To make matters even more troubling, this isn’t the first time Bud Light has come under fire lately. Just last March, they tweeted re: St. Patrick’s day saying, “On #StPatricksDay you can pinch people who don’t wear green. You can also pinch people who aren’t #UpForWhatever.”
The tweet was deleted, but it took a full two hours for Bud Light to delete the tweet, leading people to react to Bud Light’s #UpForWhatever hashtag with hashtags of their own, like #UpForThingsIExplicitlyConsentTo.

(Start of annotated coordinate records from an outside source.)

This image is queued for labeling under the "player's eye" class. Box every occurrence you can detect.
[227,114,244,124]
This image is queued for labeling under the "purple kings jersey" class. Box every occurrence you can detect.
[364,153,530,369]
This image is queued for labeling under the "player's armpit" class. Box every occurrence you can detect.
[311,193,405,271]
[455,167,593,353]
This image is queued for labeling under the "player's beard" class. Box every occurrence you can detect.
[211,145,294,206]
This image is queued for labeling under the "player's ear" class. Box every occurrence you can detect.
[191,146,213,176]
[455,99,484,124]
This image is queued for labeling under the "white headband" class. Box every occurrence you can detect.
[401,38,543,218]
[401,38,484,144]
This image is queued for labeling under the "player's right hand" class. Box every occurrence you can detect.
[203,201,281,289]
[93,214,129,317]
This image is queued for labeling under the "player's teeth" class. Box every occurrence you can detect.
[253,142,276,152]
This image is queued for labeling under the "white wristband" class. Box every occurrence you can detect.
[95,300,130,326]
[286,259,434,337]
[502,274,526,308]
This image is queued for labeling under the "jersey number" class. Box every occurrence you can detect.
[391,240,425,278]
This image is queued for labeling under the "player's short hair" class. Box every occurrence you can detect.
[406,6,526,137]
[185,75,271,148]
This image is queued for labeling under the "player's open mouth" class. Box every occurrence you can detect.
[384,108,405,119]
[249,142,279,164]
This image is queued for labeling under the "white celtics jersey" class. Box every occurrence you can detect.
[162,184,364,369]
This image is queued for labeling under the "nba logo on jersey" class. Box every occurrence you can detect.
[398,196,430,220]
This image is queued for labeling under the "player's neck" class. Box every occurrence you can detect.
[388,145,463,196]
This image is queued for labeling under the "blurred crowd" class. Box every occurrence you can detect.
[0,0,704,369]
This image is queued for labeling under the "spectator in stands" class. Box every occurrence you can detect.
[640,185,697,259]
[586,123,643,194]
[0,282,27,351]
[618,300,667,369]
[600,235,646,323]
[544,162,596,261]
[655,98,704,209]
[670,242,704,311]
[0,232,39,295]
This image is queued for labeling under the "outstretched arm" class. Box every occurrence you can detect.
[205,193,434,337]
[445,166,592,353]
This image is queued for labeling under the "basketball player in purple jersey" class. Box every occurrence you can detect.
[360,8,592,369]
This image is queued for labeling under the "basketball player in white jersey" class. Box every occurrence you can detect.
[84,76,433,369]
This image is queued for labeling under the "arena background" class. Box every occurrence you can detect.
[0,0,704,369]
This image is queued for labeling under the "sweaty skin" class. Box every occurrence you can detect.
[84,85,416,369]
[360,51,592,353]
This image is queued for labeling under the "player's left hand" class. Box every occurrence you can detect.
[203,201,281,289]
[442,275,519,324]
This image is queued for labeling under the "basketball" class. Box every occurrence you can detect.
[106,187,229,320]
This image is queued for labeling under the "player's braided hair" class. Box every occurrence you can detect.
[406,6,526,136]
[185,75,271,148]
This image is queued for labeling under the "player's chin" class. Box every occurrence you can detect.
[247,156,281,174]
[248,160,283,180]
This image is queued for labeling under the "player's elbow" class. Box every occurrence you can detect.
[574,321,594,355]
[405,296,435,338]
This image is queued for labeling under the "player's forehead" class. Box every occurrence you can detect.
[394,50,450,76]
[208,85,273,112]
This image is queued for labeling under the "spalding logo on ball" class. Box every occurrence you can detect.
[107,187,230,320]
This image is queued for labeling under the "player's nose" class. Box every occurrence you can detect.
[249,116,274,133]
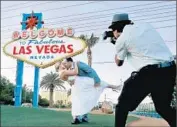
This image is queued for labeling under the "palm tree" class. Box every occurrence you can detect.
[40,72,65,107]
[79,33,99,67]
[67,89,71,97]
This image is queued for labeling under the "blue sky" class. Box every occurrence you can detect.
[1,1,176,101]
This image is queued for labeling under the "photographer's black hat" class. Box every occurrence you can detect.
[108,13,131,29]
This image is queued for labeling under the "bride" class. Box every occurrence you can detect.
[55,59,118,124]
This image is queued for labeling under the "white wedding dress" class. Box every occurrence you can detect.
[59,70,108,116]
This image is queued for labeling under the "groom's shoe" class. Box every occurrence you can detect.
[71,118,81,124]
[82,115,88,123]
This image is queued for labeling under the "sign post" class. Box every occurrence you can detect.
[3,12,87,107]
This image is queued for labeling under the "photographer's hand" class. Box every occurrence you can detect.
[114,54,124,66]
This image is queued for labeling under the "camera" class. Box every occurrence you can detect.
[103,31,116,44]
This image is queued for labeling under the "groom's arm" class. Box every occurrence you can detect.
[78,62,101,84]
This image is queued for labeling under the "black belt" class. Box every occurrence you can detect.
[151,61,175,68]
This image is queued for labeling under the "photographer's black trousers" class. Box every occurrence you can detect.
[115,63,176,127]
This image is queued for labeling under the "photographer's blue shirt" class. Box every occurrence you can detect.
[115,23,174,70]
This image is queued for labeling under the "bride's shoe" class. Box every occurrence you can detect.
[71,118,81,124]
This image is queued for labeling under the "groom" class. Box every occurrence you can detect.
[62,58,101,124]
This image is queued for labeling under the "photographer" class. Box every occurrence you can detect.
[104,14,176,127]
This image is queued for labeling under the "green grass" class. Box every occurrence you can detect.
[1,106,138,127]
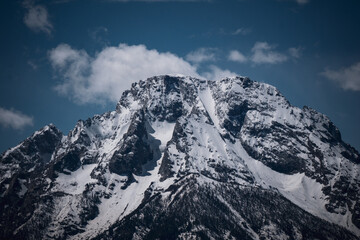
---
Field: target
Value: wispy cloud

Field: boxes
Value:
[49,44,236,104]
[251,42,288,64]
[288,47,304,58]
[228,50,247,63]
[0,107,34,130]
[202,65,239,80]
[23,0,53,35]
[320,62,360,91]
[231,28,251,35]
[185,48,216,63]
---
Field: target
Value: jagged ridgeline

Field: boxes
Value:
[0,75,360,239]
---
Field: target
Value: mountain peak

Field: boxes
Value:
[0,75,360,239]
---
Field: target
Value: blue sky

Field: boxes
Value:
[0,0,360,152]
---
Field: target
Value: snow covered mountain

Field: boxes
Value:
[0,75,360,239]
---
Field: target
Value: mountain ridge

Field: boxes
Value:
[0,75,360,239]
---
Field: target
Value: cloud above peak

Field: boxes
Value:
[251,42,288,64]
[0,107,34,130]
[320,62,360,91]
[185,48,216,63]
[49,44,198,104]
[49,44,236,104]
[23,0,53,35]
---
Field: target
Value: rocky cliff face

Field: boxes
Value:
[0,76,360,239]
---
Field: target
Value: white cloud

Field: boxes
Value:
[49,44,236,104]
[23,0,53,34]
[0,107,34,130]
[228,50,247,63]
[202,65,239,81]
[288,47,304,58]
[232,28,251,35]
[185,48,216,63]
[251,42,288,64]
[50,44,198,104]
[320,62,360,91]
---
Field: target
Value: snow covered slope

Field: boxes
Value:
[0,75,360,239]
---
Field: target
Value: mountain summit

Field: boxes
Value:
[0,75,360,239]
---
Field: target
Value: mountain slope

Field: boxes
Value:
[0,76,360,239]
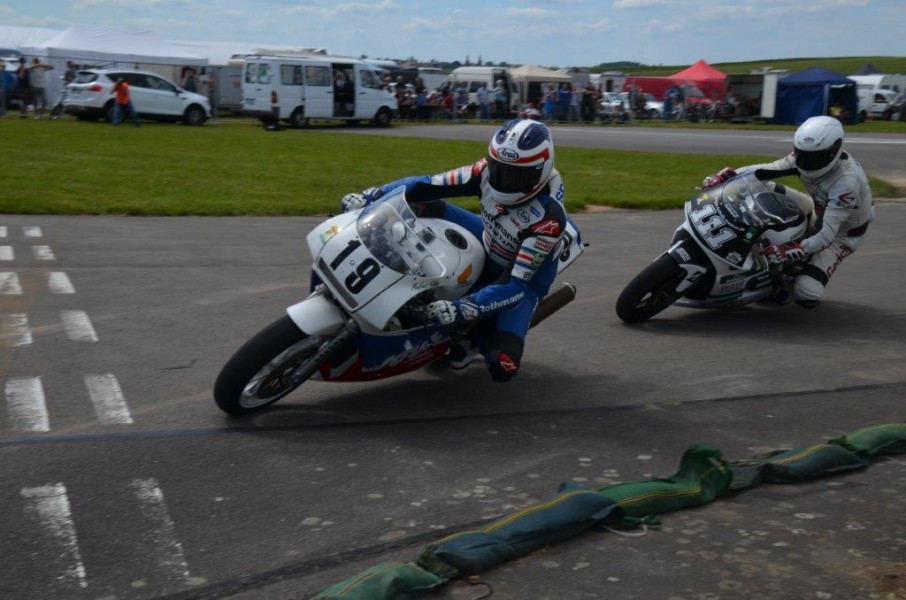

“We understand some people misunderstood our St. Patrick’s Day post and apologize to anyone who was offended,” a rep for the company told Mashable at the time. “We would never condone disrespectful behavior and our intention was only to playfully celebrate the holiday.”
Going back to the whole, “The perfect beer for removing ‘no’ from your vocabulary” thing, in a recent statement to Buzzfeed, Bud Light’s VP Alexander Lambrecht explained that they “regretted” the choice. The message is apparently one of 140 that you can find on different bottles.
“The Bud Light Up for Whatever campaign, now in its second year, has inspired millions of consumers to engage with our brand in a positive and light-hearted way,” writes Lambrecht. “In this spirit, we created more than 140 different scroll messages intended to encourage spontaneous fun. It’s clear that this message missed the mark, and we regret it. We would never condone disrespectful or irresponsible behavior.”
We’re hoping that Bud Light goes for a new slogan ASAP.